No importa cómo haya sido el día. Si fue agitado o uno memorable. Si salimos o nos quedamos en casa. Si gritamos o fuimos amables unos con otros. Si los niños fueron obedientes o no. Hay algo que cada día, no importa qué es lo que sucede, siempre convierte el día en un día perfecto: la hora en que los niños están dormidos. Y no es el hecho de que cuando estén dormidos tengo tiempo para mi. Es el hecho de poder contemplarlos descansando, cerrando su día de juegos y aventuras, de sueños e ilusiones. Sin importar qué haya sucedido hoy, el momento en que mis pequeños cierran sus ojos y entran en el país de los sueños, mi corazón se derrite al contemplarlos y simplemente deseo abrazarlos y quedarme alli junto a ellos. Congelar el tiempo y disfrutar de esos momentos que en un pestañear pasarán y ya no estarán aquí.

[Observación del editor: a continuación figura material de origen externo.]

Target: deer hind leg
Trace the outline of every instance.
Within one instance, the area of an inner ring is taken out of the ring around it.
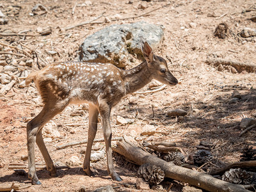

Acostarnos junto a ellos, leerles antes de dormir, hacer sus oraciones y estar allí. Eso es algo que ha llegado a ser parte vital de nuestros días. Ellos saben que alli estaremos con ellos. Aunque sea un momento, aunque hoy no pueda quedarme todo el rato, pero esos momentos, sé que quedarán grabados en sus mentes y su corazón cuando crezcan y recuerden su infancia. Tal como yo lo hago ahora. ¡Cuántos temas no hemos platicado ya sea Chava o yo con Abi mientras termina de "cansarse" y se queda dormida! Es alli cuando comparten sus más profundos pensamientos. Si, muchas veces he estado tentada a levantarme y dejarlos acostados y seguir con mis cosas, pero cuando regreso y los veo alli, acostaditos, acobijados con sus peluches, quiero meterme con ellos y abrazarlos y sentir sus manitas sobre mi.
Así que no importa qué colores hayan pintado nuestro día, el momento de cerrarlo, de ir a la cama, es mi parte favorita, la que nunca quiero olvidar.